President of the United Nations General Assembly
- In office 1987–1988
- Preceded by: Humayun Rashid Choudhury
- Succeeded by: Dante Caputo

East German Ambassador to the United Nations
- In office 1973–1982
- Preceded by: Horst Grunert
- Succeeded by: Harry Ott

East German Ambassador to Czechoslovakia
- In office 1967–1969
- Preceded by: Heinz Willmann
- Succeeded by: Herbert Krolikowski

Head of the International Relations Department of the Central Committee
- In office 1953–1966
- Secretary: Walter Ulbricht; Hermann Axen;
- Preceded by: Grete Keilson
- Succeeded by: Paul Markowski

Member of the Volkskammer for Dresden-Süd, Dresden-West, Dresden-Mitte
- In office 19 November 1954 – 5 April 1990
- Preceded by: Multi-member district
- Succeeded by: Constituency abolished

Personal details
- Born: 2 October 1921 Cologne, Rhine Province, Free State of Prussia, Weimar Republic (now North Rhine-Westphalia, Germany)
- Died: 17 February 2014 (aged 92) Berlin, Germany
- Party: Socialist Unity Party (1946–1989)
- Other political affiliations: Communist Party of Germany (1945–1946)
- Parent: Wilhelm Florin (father);
- Alma mater: D. Mendeleev University of Chemical Technology (Dipl.-Ing.)
- Occupation: Diplomat; Party Functionary;
- Awards: Order of the Red Star; Patriotic Order of Merit, 1st class; Medal for Fighters Against Fascism; Banner of Labor; Order of the Patriotic War; Order of Karl Marx; Star of People's Friendship; Hero of Labour; Order of Karl Marx;
- Allegiance: Soviet Union
- Branch: Red Army
- Service years: 1941–1944
- Conflicts: Second World War
- Central institution membership 1958–1989: Full member, Central Committee ; 1954–1958: Candidate member, Central Committee ; Other offices held 1973–1989: Deputy Minister, Ministry for Foreign Affairs ; 1969–1973: State Secretary, Ministry for Foreign Affairs ; 1949–1950: Deputy Head, International Relations Department of the Central Committee ;

= Peter Florin =

East German politician and diplomat

Peter Florin (2 October 1921 – 17 February 2014) was an East German politician and diplomat.

==Early life==
Florin was born in Cologne on 2 October 1921.

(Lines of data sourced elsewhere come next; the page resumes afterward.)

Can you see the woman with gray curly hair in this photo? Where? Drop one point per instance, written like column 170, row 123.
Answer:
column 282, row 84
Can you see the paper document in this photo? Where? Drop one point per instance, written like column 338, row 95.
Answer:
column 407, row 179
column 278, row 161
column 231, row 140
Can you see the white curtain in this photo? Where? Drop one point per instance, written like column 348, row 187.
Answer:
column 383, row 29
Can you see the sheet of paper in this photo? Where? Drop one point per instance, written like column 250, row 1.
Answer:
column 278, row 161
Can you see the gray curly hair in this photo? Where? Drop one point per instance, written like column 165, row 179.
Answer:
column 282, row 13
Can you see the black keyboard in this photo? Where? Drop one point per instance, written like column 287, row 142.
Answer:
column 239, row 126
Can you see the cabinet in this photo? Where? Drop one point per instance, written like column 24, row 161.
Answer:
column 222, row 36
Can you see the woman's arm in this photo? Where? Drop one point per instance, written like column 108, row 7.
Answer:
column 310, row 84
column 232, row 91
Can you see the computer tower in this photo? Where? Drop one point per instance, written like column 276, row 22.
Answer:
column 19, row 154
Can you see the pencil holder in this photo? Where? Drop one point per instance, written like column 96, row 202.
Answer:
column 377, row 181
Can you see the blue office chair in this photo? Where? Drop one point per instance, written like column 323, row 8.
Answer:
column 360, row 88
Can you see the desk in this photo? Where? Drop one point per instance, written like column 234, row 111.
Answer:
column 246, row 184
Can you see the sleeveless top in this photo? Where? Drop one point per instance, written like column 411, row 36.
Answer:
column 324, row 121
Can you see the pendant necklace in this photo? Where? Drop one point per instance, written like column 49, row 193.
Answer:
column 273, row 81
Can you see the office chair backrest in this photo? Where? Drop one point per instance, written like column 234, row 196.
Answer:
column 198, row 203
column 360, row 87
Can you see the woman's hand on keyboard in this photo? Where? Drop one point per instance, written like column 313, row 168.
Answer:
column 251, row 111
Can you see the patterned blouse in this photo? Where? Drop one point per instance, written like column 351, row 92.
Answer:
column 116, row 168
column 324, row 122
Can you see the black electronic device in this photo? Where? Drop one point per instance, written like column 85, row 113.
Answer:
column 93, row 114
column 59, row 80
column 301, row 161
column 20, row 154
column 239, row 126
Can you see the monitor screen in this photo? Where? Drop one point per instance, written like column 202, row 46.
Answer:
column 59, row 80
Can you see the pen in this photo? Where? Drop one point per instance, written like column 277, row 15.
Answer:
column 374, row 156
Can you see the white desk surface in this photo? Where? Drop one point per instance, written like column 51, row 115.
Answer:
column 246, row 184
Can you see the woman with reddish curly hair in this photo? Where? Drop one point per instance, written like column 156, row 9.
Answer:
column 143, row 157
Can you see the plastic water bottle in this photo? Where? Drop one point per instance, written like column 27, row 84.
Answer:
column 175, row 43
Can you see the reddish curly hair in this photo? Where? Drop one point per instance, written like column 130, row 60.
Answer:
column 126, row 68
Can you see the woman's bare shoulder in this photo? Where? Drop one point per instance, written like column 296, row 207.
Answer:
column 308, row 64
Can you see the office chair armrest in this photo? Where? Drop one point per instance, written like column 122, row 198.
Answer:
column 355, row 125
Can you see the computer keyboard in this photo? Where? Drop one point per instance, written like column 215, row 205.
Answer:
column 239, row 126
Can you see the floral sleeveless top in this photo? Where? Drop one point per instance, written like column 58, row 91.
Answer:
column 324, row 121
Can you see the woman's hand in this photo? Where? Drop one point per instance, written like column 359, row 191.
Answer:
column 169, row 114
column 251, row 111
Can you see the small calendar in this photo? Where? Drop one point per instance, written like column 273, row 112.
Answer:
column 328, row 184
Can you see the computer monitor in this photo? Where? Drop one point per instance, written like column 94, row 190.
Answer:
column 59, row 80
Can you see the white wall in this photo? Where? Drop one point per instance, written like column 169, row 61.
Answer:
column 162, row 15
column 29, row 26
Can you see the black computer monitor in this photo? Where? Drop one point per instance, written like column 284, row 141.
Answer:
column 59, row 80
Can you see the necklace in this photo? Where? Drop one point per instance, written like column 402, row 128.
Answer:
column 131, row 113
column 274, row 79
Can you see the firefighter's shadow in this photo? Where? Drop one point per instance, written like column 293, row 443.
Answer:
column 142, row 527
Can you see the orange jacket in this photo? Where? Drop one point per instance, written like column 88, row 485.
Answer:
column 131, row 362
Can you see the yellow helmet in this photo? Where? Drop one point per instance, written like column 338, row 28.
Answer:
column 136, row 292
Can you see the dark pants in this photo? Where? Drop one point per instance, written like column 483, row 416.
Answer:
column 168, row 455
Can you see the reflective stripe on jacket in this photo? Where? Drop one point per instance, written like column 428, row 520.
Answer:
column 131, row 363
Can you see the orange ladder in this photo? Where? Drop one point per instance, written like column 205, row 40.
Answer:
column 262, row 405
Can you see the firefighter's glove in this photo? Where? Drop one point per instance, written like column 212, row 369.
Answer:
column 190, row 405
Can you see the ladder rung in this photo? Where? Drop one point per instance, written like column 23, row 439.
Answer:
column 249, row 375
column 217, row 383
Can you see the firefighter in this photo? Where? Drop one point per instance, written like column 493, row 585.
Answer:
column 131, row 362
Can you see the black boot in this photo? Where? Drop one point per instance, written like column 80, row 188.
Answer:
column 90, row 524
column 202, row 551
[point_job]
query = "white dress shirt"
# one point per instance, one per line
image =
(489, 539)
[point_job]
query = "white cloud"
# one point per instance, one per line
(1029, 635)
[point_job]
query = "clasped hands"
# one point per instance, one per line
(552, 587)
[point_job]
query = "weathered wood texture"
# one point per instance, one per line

His father, Wilhelm Florin (1894–1944), was a leading figure in the pre-war Communist Party of Germany. and, between 1924 and 1933, a member of the Reichstag (national parliament).

Florin left Germany with his parents in 1933, when Adolf Hitler came to power and began persecuting Communists, moving first to France and then to the Soviet Union, where he attended the Karl Liebknecht School. There, he studied chemistry at the D. Mendeleev University of Chemical Technology.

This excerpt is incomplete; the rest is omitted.